I let that comment slide, but somehow am not surprised that a man in his shape grew up with violence. Leaning down to check the wounds I just bandaged, my skin prickles, and I catch him staring at me, his gaze clearly aimed down the front of my scrubs.

“Do you have questions?” I ask, giving him a pointed look.

He blinks and clears his throat. “So, ah, what’s the damage here? Am I paralyzed? Is the equipment you were just admiring going to waste from here on out?”

“Your surgery went well, actually. The bullet perforated a lung and lodged against your spine, but managed to miss your heart. You were very lucky on that count. We were able to take the bullet out and repair the damage to your vertebrae. Your spine is intact, but there’s some swelling that will likely impact movement and sensation in your lower extremities until it recedes. With therapy, you should have a full recovery.”

“You seem pretty damn confident of that.” He trails off on a cough, then eyes me skeptically. A closer look at his face reveals the gray tinge to the skin that isn’t covered in mottled bruises and dried blood I haven’t had a chance to clean off yet. He’s tough, but not impervious to pain.

“I am. I’ve seen the scans. I won’t lie to you; it was close, but you were in good hands.”

His gaze drops to my hands and his eyebrows go up, his lips twisting into a half-smile. “Was I now?” he rasps. “Why don’t you make me a promise then? If you’re so confident I’ll be on my feet, let me take you out. As a thank you.”

My cheeks heat and I drop my gaze, gathering myself before giving him a direct look, heart fluttering and core heating under his intensity. This man clearly isn’t used to being turned down, but I know better.

Deflect, deflect, deflect.

“I wasn’t the one who performed the surgery, J.J. I’m a resident, so I only observed.

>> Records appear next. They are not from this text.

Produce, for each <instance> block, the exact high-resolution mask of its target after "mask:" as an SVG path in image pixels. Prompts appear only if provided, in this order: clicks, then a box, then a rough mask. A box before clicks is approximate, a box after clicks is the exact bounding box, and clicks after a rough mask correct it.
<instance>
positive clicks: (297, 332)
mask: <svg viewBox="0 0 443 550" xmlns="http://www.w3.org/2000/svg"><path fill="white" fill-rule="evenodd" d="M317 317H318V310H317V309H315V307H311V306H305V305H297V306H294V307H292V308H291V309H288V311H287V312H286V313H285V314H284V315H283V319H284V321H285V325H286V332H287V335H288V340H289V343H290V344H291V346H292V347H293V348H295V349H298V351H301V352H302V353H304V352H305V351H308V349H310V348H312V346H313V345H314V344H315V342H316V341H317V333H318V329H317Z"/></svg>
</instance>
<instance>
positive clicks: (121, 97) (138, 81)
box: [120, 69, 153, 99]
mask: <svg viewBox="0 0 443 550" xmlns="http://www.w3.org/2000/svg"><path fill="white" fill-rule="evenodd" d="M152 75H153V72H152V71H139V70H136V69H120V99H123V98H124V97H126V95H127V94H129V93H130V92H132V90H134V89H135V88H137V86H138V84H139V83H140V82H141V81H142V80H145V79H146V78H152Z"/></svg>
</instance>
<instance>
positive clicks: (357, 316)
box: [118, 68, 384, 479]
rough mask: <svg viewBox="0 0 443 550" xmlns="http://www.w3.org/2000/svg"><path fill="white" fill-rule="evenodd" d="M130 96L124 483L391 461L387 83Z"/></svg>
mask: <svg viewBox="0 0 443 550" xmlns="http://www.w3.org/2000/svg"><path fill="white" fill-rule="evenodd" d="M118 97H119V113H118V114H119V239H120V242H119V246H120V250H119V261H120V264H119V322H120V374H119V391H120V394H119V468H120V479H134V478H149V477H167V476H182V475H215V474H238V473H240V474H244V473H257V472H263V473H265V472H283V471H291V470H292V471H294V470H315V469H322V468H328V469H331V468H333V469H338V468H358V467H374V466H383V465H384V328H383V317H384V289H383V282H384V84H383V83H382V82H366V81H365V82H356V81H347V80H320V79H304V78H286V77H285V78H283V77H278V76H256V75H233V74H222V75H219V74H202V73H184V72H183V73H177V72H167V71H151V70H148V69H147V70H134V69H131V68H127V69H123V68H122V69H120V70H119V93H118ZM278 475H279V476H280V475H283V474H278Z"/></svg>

UCLA’s neurosurgery department is one of the best in the country, and your injury was well within our capabilities to repair. That was all I meant. If you owe anyone a thank you, it’s the three excellent surgeons who actually saved your life.”

J.J. grins. “You didn’t say no.”

I purse my lips and give an exasperated shake of my head. “I need some fresh bandages so I can finish treating the rest of these cuts. I’ll be back soon.”

As I walk out of the room, he calls after me hoarsely, “That wasn’t a no either!”